EnviroReporter.com‘s investigation of these documents, and of other information being supplied by current and former VA employees, is ongoing. One thing clear so far is that we have discovered more about the forgotten nuclear dump in Brentwood than previously possible thanks to Congressman Waxman and his Los Angeles and Washington D.C. staff.
No thanks is owed, however, to the VA which has not only failed to complete Phase 1 of its promised investigation of the dump, as we have reported in Los Angeles CityBeat (see “Hide and Seek,” February 22, 2007), it has not commenced with Phase 2.
Perhaps most incredibly and incredulously, a $78,500 VA-commissioned “comprehensive radiation walk-over survey” conducted by Pleasant Hill-based Millennium Consulting Associates did not only fail to cover all of the areas it promised it would, it concentrated on doing superficial testing on areas buried under 5,000 truckloads of dirt!
Surely these VA contractors had access to the documents we are sifting through here and knew that they were performing a deliberately useless task that, according to one Los Angeles City Council source, cost three times as much as originally reported! Nearly a quarter of a million dollars have been spent on what is, essentially, a weed-whacking job.
Expensive as that seems, the extensive weed mowing revealed over a dozen mysterious mounds, including one with lab tubing sticking out of it.

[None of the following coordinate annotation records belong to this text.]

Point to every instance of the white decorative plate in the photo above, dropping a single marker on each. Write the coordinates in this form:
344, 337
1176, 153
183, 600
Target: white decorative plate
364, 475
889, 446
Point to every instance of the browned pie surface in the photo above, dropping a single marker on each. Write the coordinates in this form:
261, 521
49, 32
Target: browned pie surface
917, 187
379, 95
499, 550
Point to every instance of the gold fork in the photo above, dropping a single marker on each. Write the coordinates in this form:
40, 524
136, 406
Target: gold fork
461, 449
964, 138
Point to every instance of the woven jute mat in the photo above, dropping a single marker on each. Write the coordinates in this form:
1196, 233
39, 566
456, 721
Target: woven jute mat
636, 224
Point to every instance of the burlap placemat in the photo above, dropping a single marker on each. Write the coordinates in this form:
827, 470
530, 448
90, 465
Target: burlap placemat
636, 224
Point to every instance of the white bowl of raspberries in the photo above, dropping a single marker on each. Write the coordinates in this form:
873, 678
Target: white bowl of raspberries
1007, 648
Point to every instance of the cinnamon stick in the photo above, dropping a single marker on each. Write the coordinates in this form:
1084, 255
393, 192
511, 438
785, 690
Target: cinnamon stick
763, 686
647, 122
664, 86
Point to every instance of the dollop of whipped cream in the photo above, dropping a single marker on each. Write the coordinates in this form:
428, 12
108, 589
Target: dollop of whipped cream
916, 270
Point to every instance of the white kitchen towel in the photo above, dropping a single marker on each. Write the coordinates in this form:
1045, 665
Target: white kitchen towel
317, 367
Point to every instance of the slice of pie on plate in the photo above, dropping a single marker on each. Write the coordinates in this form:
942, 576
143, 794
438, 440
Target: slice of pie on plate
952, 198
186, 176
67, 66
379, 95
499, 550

And while EnviroReporter.com is digging through all these documents, Congressman Waxman might ask why the VA hasn’t excavated the large mound in the middle of the dump associated with Brentwood School waste. That is the same mound Spivey told me about over a year and a half ago, a dirt pile of debris that emits higher than normal radiation, and next to where this reporter found radioactive lab glass and a hot syringe.
That excavation, and the careful digging up of the mystery mounds south of the Brentwood School stack, would be a realistic and reasonable start to unearthing the West LA VA’s dirty secrets.